La politica della porta aperta, adottata dal governo turco dopo il 2012 fino alla chiusura della frontiera con la Siria nel 2015, mostra dunque chiaramente l’incapacità di Ankara di far fronte a una delle più grandi crisi umanitarie che si sta consumando da più di dieci anni al proprio confine. Se l’1,7% dei rifugiati vive nei centri di accoglienza temporanea, la quasi totalità, circa il 98% di siriani sono beneficiari di protezione temporanea. In più, moltissime municipalità turche come Kilis, Hatay, Gaziantep e Şanlıurfa, data la loro vicinanza con il confine siriano, hanno difficoltà nell’erogare i servizi essenziali.

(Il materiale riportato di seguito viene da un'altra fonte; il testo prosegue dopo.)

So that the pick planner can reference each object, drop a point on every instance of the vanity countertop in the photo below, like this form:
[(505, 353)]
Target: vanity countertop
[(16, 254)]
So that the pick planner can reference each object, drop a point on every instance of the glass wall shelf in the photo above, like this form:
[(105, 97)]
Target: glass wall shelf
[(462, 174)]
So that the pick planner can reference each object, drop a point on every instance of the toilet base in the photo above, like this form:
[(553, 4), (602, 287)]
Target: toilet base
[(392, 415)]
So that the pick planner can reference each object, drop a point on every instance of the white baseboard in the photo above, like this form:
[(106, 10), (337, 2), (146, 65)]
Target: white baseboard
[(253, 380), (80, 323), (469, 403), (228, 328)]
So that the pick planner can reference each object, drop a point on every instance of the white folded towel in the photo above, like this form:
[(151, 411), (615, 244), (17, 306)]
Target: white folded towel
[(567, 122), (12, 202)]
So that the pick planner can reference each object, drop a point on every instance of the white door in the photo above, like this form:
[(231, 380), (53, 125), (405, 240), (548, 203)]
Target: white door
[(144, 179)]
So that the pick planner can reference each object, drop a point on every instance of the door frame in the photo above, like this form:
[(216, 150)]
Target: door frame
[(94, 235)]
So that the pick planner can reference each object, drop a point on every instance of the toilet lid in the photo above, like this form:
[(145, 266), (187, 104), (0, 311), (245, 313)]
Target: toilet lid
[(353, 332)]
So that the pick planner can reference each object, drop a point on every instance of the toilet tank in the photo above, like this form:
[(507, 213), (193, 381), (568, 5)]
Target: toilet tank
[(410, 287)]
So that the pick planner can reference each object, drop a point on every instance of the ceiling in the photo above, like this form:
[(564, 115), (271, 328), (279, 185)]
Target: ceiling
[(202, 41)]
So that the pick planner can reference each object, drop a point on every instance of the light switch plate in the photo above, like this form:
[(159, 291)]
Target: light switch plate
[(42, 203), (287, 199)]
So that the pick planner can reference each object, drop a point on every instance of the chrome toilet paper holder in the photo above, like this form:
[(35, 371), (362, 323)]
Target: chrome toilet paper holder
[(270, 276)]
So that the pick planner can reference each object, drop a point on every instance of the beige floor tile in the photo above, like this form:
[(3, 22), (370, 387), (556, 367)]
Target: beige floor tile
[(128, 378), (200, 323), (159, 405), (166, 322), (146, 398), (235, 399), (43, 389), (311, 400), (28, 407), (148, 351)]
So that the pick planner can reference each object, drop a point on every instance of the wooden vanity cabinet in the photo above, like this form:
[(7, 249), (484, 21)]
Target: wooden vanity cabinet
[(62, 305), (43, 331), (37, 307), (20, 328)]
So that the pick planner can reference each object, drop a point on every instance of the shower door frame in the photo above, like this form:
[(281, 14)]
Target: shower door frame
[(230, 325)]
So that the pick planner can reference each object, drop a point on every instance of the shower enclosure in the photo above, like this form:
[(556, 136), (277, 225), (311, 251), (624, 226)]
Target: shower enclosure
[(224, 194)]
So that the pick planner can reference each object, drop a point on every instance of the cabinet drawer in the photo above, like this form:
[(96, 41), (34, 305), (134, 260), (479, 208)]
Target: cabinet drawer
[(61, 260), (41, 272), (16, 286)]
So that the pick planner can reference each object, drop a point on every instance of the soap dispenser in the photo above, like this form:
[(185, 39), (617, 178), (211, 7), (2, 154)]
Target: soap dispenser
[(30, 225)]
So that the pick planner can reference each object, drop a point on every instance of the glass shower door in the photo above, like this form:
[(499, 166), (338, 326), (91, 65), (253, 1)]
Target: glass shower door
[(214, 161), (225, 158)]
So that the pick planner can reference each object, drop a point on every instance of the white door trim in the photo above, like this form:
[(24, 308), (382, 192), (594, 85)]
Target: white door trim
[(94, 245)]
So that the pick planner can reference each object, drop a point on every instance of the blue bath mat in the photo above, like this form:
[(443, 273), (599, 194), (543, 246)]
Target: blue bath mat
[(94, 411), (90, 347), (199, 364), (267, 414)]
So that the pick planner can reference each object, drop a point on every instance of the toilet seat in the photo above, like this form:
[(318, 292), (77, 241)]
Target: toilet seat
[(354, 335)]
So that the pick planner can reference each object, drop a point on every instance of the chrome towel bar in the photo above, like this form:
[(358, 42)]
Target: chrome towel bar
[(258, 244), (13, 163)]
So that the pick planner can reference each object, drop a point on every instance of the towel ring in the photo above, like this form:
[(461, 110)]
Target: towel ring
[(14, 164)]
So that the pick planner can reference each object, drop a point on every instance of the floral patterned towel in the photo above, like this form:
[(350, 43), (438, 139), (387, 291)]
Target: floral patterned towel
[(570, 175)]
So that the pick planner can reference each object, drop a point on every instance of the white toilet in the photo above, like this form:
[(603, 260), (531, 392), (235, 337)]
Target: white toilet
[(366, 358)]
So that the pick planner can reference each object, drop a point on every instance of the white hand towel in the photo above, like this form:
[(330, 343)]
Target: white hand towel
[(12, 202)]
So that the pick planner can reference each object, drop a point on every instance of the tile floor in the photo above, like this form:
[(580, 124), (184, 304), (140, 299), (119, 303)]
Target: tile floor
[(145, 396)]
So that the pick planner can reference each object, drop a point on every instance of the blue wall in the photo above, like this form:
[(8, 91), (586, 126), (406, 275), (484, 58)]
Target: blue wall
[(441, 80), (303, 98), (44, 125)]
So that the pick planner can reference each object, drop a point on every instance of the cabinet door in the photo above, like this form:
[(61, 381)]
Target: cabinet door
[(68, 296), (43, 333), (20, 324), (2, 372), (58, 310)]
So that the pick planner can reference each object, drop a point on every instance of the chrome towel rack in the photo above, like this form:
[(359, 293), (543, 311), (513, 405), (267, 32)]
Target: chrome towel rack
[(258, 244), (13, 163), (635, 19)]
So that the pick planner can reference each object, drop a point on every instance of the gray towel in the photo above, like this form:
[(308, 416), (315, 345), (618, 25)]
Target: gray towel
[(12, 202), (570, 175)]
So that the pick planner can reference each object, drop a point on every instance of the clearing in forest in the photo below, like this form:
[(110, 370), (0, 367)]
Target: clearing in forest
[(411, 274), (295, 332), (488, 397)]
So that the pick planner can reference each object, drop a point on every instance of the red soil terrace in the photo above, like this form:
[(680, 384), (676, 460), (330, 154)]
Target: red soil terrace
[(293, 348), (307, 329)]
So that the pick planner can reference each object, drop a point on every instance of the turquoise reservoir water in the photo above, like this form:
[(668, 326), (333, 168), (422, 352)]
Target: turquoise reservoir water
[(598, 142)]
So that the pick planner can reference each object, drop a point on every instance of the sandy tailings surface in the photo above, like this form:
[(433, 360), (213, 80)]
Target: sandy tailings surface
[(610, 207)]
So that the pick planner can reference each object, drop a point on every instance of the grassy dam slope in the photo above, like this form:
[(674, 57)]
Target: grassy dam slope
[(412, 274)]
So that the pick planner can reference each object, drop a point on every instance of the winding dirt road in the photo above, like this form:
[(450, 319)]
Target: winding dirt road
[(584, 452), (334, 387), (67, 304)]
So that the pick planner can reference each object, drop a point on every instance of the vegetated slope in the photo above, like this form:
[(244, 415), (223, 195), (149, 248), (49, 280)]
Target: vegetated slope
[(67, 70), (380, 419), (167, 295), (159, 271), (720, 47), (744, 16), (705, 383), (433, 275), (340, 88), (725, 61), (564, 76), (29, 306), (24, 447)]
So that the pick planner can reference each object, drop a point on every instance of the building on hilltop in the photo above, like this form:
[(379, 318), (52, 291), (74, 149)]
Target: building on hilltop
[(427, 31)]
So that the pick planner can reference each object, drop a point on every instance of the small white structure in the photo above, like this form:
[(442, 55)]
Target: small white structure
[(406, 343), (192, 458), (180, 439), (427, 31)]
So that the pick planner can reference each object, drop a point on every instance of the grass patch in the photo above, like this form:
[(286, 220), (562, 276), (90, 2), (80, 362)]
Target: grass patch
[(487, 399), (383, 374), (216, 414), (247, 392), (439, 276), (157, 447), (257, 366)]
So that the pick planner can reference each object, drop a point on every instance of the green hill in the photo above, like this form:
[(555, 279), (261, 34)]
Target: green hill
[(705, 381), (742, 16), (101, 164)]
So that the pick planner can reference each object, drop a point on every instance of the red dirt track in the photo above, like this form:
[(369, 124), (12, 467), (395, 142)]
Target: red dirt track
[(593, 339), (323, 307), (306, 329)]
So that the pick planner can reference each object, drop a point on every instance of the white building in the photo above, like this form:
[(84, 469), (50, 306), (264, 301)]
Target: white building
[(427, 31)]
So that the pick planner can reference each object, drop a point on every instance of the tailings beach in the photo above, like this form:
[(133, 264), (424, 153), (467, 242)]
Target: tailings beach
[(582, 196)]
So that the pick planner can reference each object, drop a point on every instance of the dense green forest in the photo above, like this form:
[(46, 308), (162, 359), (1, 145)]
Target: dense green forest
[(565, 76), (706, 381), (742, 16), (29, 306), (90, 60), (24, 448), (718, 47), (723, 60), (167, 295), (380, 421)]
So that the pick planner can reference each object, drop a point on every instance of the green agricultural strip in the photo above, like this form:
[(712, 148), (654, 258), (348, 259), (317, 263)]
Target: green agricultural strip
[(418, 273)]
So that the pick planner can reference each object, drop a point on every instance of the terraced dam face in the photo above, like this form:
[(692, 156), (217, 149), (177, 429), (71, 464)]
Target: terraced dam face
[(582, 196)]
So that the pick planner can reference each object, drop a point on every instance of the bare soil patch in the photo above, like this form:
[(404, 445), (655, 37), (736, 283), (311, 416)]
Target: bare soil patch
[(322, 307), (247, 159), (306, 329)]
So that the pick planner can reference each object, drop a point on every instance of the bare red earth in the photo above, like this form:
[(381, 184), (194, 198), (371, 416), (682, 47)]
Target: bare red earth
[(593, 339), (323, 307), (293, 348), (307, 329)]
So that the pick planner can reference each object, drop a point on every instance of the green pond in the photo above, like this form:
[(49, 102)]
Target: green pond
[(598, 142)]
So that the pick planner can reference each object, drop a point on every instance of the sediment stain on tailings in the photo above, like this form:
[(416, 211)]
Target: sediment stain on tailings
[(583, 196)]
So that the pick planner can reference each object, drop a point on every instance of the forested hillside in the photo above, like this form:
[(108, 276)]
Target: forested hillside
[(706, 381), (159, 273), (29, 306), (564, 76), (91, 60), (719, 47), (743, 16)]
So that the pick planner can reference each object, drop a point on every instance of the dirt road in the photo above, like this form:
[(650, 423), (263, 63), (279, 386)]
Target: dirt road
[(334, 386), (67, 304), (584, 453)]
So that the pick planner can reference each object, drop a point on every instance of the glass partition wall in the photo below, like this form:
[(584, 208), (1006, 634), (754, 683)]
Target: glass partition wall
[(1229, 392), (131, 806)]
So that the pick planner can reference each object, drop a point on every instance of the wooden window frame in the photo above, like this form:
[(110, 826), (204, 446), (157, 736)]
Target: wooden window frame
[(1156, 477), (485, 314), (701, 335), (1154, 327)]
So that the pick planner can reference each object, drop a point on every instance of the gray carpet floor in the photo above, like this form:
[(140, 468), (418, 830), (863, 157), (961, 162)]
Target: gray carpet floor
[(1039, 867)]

I numerosi attori coinvolti in Siria, le profonde divergenze di vedute sulla questione dei migranti e le diffidenze reciproche tra la Turchia e l’Unione Europea finiscono solo per danneggiare i sopravvissuti. Un esempio chiaro è dato dall’impossibilità che incontrano tantissimi siriani e siriane nel lasciare la prima città di arrivo. Essendo beneficiari di una protezione temporanea, diversamente dallo status di rifugiato, hanno bisogno di ottenere un permesso dal governo turco per poter spostarsi o viaggiare all’interno del Paese. 
Burocrazia, propaganda, guerra, razzismo.
Tutti elementi che bloccano i sogni, i viaggi e le avventure che i migranti, giovani ma anche adulti, vorrebbero vivere al pari dei loro coetanei in altre parti del mondo. Sogni di normalità che diventa eccezione, così naturali da immaginare per noi ma così impossibili da vivere per loro, ostacolati da una politica d’integrazione che li respinge e li rifiuta. Per non sommare il problema del lavoro minorile e la differenza linguistica che non permettono di integrarsi facilmente nella società turca, rendendo così fondamentale l’aumento degli sforzi finora compiuti sia a livello nazionale che internazionale.
Bisogna monitorare e capire a fondo sempre di più ciò che accade, e non solo, alle porte dell’Europa. Perché sì, ci riguarda più di quanto non pensiamo.